A path forward: The Neurocommons Project
The Neurocommons Project is a joint effort by Science Commons and the Teranode Corporation, aiming to demonstrate the power of Semantic Web approach based on Open Access information. We have built an initial community of neuroinformaticists, practicing neuroscientists, Semantic Web experts and language experts to ensure our work is accurate and scientifically valid.

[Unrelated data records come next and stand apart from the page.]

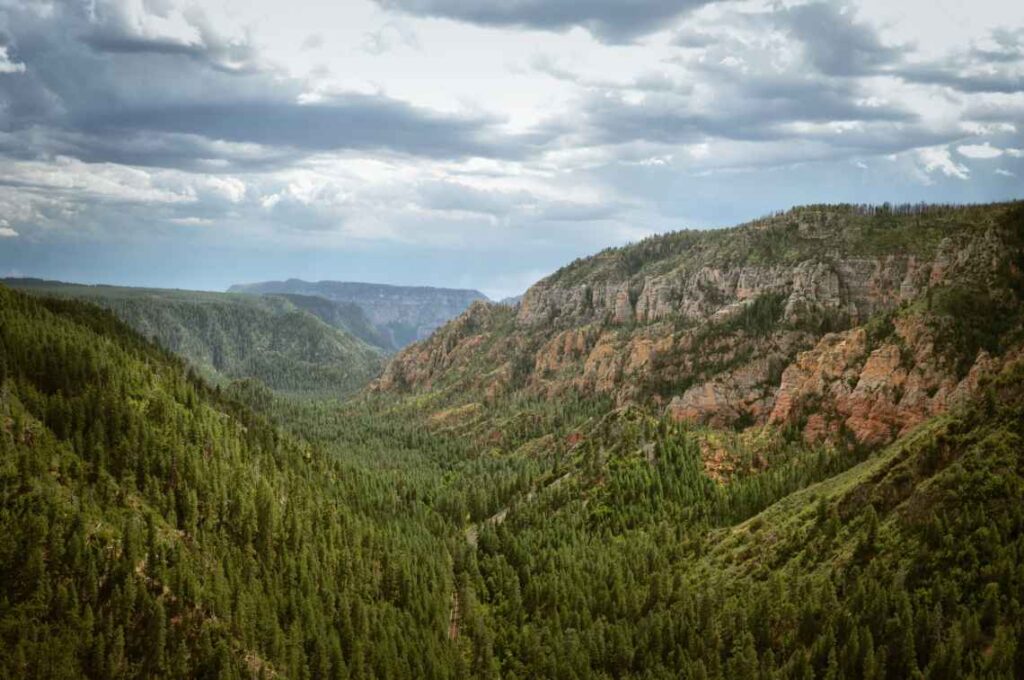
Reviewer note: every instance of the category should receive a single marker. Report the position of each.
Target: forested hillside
(401, 313)
(151, 527)
(293, 345)
(802, 457)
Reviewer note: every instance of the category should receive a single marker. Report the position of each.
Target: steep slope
(347, 316)
(840, 321)
(401, 313)
(151, 528)
(230, 337)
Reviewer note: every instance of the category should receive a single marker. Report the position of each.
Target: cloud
(937, 159)
(995, 68)
(169, 89)
(389, 37)
(7, 65)
(985, 151)
(611, 20)
(836, 43)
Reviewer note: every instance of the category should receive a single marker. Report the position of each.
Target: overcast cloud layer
(474, 143)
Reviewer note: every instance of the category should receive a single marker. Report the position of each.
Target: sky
(475, 143)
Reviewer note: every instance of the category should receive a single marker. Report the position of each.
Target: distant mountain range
(291, 343)
(401, 314)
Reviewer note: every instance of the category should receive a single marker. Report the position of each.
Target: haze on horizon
(474, 144)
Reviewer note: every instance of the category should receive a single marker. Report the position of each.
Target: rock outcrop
(819, 319)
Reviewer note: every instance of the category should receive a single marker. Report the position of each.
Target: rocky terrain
(401, 313)
(836, 322)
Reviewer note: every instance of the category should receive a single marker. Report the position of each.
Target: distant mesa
(401, 314)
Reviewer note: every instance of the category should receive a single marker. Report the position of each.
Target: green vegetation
(155, 525)
(278, 340)
(802, 234)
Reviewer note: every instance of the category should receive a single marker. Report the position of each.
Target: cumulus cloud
(985, 151)
(7, 65)
(140, 117)
(138, 84)
(836, 42)
(937, 159)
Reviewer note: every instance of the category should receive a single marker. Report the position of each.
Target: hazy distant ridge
(402, 313)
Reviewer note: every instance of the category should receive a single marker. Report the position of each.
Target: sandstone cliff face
(771, 331)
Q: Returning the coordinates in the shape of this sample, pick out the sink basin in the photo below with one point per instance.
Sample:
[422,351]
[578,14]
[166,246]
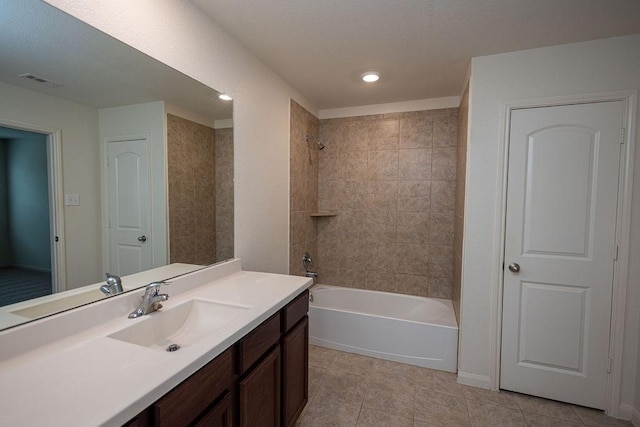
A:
[183,325]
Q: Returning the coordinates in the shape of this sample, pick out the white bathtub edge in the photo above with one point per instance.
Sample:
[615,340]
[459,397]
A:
[431,363]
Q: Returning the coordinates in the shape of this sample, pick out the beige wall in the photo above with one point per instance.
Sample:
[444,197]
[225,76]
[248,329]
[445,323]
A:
[573,69]
[391,180]
[224,193]
[81,172]
[303,194]
[177,33]
[192,190]
[458,229]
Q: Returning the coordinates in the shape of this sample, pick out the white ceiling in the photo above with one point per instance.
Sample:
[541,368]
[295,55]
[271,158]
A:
[421,47]
[95,69]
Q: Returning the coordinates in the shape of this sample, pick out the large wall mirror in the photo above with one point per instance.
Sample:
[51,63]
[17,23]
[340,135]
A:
[110,162]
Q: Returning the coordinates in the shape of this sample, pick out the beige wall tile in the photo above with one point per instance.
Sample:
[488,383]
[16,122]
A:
[412,259]
[413,227]
[445,131]
[416,132]
[443,196]
[441,230]
[393,215]
[414,196]
[383,134]
[380,226]
[380,280]
[443,167]
[382,195]
[412,285]
[382,165]
[352,165]
[379,255]
[414,164]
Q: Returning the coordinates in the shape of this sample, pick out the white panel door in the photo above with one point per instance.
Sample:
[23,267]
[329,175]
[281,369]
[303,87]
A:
[129,206]
[560,232]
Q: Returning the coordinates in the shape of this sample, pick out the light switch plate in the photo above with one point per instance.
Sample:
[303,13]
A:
[72,199]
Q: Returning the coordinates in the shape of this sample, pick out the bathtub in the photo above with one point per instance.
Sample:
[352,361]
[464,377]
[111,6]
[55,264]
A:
[402,328]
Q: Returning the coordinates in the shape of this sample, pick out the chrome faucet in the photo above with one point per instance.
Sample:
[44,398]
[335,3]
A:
[112,286]
[151,300]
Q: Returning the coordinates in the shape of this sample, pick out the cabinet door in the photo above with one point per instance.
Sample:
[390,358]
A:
[295,372]
[221,415]
[260,393]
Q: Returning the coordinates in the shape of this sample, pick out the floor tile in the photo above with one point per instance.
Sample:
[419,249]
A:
[392,398]
[549,408]
[321,356]
[373,418]
[330,412]
[354,364]
[440,381]
[485,414]
[537,420]
[395,372]
[440,408]
[502,398]
[346,387]
[593,417]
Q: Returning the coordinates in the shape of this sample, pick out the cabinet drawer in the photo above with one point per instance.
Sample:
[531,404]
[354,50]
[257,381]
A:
[295,310]
[221,415]
[185,402]
[254,345]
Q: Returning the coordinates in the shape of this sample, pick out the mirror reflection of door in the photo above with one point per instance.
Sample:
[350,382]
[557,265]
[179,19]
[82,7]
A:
[129,206]
[25,237]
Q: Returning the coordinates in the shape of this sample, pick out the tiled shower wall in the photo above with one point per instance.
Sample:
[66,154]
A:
[391,180]
[463,119]
[224,193]
[191,167]
[303,191]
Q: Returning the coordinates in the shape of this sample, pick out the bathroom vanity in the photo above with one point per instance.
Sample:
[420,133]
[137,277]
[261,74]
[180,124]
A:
[264,375]
[242,357]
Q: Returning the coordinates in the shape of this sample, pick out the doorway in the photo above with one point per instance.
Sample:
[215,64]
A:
[28,259]
[560,250]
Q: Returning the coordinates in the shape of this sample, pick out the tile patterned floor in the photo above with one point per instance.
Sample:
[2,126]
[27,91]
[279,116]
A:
[349,390]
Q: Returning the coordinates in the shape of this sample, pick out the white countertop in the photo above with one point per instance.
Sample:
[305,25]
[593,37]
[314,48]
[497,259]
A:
[13,314]
[89,379]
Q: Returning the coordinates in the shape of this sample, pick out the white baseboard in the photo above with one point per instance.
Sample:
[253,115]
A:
[474,380]
[635,416]
[625,412]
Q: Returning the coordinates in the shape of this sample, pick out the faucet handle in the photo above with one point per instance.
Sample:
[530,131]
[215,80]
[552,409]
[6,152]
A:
[155,286]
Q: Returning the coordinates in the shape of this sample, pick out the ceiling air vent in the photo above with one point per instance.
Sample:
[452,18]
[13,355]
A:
[41,80]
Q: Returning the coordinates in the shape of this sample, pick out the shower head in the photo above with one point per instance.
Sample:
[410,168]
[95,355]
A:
[313,138]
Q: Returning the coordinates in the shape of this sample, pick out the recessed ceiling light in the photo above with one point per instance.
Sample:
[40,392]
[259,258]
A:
[371,76]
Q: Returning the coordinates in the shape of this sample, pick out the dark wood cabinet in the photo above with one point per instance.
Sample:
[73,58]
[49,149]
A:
[220,415]
[295,372]
[260,381]
[182,405]
[260,393]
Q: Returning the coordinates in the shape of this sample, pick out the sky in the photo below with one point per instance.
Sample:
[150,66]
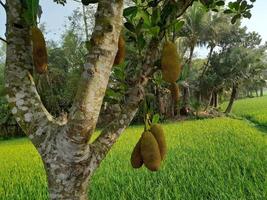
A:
[55,16]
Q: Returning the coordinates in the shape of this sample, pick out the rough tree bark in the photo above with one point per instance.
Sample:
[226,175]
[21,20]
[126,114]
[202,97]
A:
[68,159]
[232,98]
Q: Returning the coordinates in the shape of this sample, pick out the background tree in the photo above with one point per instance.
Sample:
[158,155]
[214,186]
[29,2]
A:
[63,143]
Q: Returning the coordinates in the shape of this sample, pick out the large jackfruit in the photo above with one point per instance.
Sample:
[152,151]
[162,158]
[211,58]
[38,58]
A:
[136,157]
[120,56]
[174,88]
[150,151]
[40,58]
[170,63]
[158,133]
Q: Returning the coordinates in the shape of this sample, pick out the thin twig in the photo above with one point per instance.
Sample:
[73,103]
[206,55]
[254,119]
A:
[2,39]
[3,5]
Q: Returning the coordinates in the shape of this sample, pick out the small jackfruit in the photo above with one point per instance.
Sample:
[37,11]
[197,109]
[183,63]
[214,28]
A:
[150,151]
[87,2]
[174,88]
[170,63]
[120,56]
[158,133]
[136,158]
[40,58]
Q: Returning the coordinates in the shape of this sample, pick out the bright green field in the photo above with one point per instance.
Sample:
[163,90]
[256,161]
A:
[254,109]
[219,158]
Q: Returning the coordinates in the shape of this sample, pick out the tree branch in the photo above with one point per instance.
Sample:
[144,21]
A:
[22,95]
[2,39]
[136,95]
[2,4]
[111,133]
[87,103]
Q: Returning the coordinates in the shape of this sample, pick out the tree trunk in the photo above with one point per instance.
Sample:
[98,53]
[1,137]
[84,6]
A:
[261,91]
[68,159]
[232,99]
[215,99]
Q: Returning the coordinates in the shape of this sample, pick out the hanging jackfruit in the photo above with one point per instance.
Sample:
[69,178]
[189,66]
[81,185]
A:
[87,2]
[170,63]
[174,88]
[136,157]
[150,151]
[120,56]
[39,50]
[158,133]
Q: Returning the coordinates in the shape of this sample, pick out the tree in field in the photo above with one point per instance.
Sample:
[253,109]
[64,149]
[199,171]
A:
[68,159]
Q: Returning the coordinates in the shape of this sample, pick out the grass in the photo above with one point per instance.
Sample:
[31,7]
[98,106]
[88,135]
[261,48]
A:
[254,109]
[219,158]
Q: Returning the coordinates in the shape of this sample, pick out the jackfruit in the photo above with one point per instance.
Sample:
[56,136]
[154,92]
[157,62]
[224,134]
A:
[158,133]
[136,158]
[150,151]
[87,2]
[170,63]
[175,92]
[120,56]
[40,58]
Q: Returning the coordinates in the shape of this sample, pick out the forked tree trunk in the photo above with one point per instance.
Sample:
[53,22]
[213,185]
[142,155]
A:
[261,91]
[232,99]
[63,144]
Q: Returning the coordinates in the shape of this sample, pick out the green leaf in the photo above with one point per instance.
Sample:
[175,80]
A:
[247,14]
[154,30]
[236,17]
[220,3]
[155,118]
[155,18]
[30,11]
[129,26]
[228,11]
[130,11]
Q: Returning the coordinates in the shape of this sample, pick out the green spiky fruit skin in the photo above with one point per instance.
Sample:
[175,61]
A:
[150,151]
[170,63]
[136,157]
[158,133]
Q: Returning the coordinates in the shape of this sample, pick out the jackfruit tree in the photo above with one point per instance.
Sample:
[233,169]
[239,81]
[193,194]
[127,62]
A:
[69,159]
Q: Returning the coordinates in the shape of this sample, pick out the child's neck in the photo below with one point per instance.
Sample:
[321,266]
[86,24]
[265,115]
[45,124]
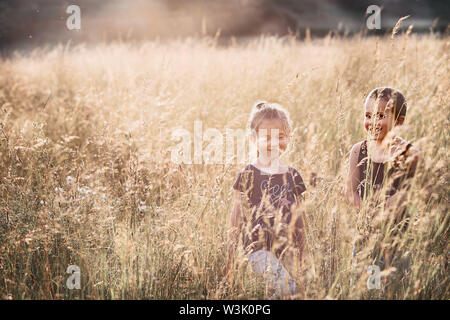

The first stage is underway:
- Using automated technologies, extract machine-readable representations of neuroscience-related knowledge as contained in full-text Open Access literature, free text such as the PubMed abstracts, and legally open databases
- assemble those representations into a Semantic Web for neuroscience
- publish the graph freely
- assemble a standard software implementation to store, update, and manage the changes to the graph as knowledge evolves
Plans for stage two of the project involve the deployment of additional software infrastructure, the development of operational manuals so that interested parties can “port” the entire Neurocommons approach into new scientific domains without involving Science Commons, new publishing techniques to automatically add knowledge to the Neurocommons graph, and active community development.
About the project
Teranode provides direct financial support to the Neurocommons project as well as in-kind donations of software and services. Jonathan Rees, formerly in charge of the curated protein-protein interactions database at Millenium Pharmaceuticals and a veteran of MIT’s project MAC, leads the project on a day to day basis as a Science Commons Fellow. The project is deeply involved with the World Wide Web Consortium’s Health Care and Life Sciences Interest Group as well as MIT’s Computer Science and Artificial Intelligence Laboratory (which hosts Science Commons).